I think RSA is depreciated
https://security.stackexchange.com/questions/226131/openssh-declares-ssh-rsa-deprecated-what-do-i-do-next

Greg, the person who asked that question basically
misread/misunderstood the OpenSSH release document. What doesn't help
is that the answer given just quotes more of the same document (which
is pretty hard to understand for "normal" people, even in the context
of IT) rather than coming right out and clearing up the
misconceptions.

What the posted answer is saying, more plainly: It's not RSA, per se,
which is deprecated. It's SHA-1. The answer cites that RSA using SHA-2
is "better" (and by implication, not yet deprecated).

Another thing you'll often hear these days is that RSA keys of a
certain length are deprecated. But you can make longer RSA keys, and
sufficiently long ones may not (yet) be deprecated. For sure, 1024
bits is insufficient, for both RSA and DSA.
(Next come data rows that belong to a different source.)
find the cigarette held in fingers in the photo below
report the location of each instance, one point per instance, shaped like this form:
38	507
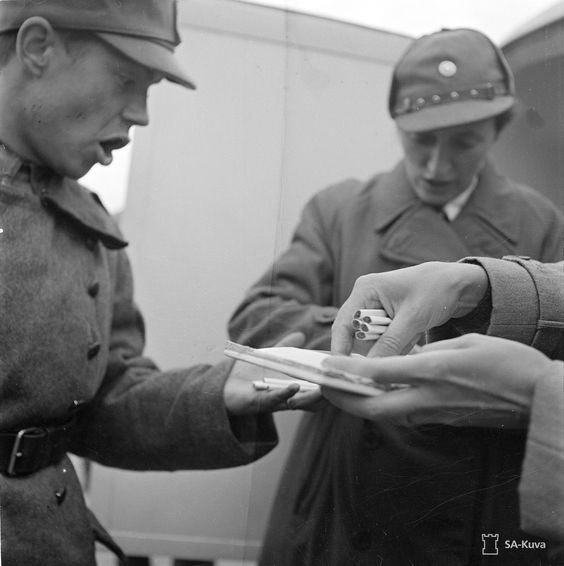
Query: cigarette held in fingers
375	319
360	335
370	312
373	328
270	383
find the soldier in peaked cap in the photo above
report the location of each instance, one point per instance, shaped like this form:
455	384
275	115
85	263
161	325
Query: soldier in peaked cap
74	77
361	492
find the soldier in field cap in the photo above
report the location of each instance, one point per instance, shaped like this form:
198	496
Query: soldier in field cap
74	76
365	493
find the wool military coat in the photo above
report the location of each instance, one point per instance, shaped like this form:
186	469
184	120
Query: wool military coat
528	306
365	493
71	336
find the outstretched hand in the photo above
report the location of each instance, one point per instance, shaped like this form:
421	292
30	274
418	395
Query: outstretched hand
415	298
472	380
241	398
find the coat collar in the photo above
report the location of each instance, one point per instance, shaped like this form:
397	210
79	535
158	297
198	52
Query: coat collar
66	196
392	196
85	209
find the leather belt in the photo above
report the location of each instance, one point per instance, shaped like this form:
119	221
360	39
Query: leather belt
32	448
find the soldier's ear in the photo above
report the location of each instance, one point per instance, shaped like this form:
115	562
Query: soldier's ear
35	44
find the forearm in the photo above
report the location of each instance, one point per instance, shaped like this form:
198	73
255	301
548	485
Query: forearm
145	419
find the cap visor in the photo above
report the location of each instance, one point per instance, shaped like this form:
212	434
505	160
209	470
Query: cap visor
453	114
151	54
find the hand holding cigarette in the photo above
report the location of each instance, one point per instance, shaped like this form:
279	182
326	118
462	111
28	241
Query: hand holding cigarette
253	390
407	302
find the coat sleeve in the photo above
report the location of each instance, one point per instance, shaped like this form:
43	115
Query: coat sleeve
296	293
528	306
142	418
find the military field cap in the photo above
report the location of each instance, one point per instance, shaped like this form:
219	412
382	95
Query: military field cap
143	30
450	78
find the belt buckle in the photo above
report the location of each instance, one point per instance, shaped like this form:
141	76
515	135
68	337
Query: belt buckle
15	454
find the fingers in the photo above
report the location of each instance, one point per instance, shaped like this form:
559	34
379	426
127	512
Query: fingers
276	399
398	338
389	370
395	405
297	400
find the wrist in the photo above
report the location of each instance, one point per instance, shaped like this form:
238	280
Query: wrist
472	285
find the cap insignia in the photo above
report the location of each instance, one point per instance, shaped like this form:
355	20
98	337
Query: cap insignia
447	68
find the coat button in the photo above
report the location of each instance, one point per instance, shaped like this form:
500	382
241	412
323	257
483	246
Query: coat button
94	289
60	495
91	243
94	350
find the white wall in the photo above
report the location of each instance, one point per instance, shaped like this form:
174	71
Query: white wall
285	105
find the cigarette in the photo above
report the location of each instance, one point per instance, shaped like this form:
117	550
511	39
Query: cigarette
375	319
373	328
370	312
360	335
269	384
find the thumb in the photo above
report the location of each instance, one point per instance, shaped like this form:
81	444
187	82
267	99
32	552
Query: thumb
295	339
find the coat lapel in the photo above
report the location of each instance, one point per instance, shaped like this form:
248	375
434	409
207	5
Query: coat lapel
413	233
83	208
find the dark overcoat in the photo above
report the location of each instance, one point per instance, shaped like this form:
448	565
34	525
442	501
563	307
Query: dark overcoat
71	335
367	493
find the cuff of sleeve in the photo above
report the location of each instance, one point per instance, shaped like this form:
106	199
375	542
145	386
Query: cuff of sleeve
541	489
514	315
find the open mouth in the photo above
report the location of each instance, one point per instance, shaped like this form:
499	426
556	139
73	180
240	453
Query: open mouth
109	145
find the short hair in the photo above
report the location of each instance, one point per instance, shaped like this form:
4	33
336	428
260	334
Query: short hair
7	46
74	41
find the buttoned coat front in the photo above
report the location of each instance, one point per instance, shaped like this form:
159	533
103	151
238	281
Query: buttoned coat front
364	493
71	335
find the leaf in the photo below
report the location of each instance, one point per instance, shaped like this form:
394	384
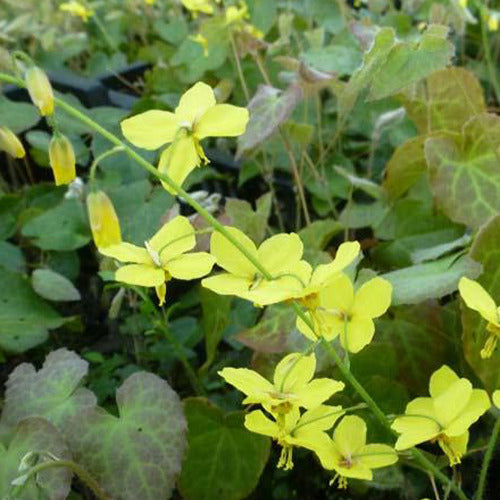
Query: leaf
224	460
251	222
24	316
408	63
215	320
53	286
445	101
63	227
53	392
406	166
35	435
138	454
485	250
270	334
18	116
268	108
464	174
431	280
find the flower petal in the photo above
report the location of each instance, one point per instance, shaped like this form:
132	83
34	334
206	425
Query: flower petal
174	238
139	274
373	298
227	255
477	298
222	120
126	252
150	130
178	160
194	103
191	266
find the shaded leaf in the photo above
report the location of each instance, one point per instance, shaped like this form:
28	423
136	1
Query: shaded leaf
224	460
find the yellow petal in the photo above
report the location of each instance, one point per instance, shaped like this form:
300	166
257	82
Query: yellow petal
374	456
178	160
140	274
318	391
227	255
194	103
281	253
174	238
350	435
227	284
222	120
373	298
246	381
294	371
126	252
477	298
359	334
441	380
150	130
257	422
191	266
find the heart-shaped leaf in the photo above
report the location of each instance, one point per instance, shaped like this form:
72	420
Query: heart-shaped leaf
36	436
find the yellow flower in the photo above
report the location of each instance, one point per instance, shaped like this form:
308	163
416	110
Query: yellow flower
444	417
292	385
40	90
341	311
292	429
162	258
349	455
77	9
197	116
62	159
104	222
477	298
10	143
195	6
280	255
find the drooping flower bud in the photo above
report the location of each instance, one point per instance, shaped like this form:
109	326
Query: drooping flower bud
10	143
104	222
40	90
62	159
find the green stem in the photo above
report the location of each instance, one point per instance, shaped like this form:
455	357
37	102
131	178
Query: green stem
82	474
381	417
487	459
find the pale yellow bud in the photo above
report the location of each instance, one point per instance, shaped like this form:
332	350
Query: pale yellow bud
10	143
62	159
104	222
40	90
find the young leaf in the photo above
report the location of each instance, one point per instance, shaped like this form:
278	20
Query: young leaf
224	460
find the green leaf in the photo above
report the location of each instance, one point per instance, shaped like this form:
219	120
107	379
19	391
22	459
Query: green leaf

Now, the whole issue is fairly complex, because cryptography is
complex. It is true that some folks who study cryptography and
cryptography software do recommend against RSA completely. However, as
a practical matter, a lot of cryptosystems still use RSA and in all
likelihood will for some time yet.

Here are a couple of sources which I think address the original
question from Justin Taylor somewhat better:

https://security.stackexchange.com/questions/5096/rsa-vs-dsa-for-ssh-authentication-keys

https://www.thesecuritybuddy.com/encryption/dsa-vs-rsa/

John Y.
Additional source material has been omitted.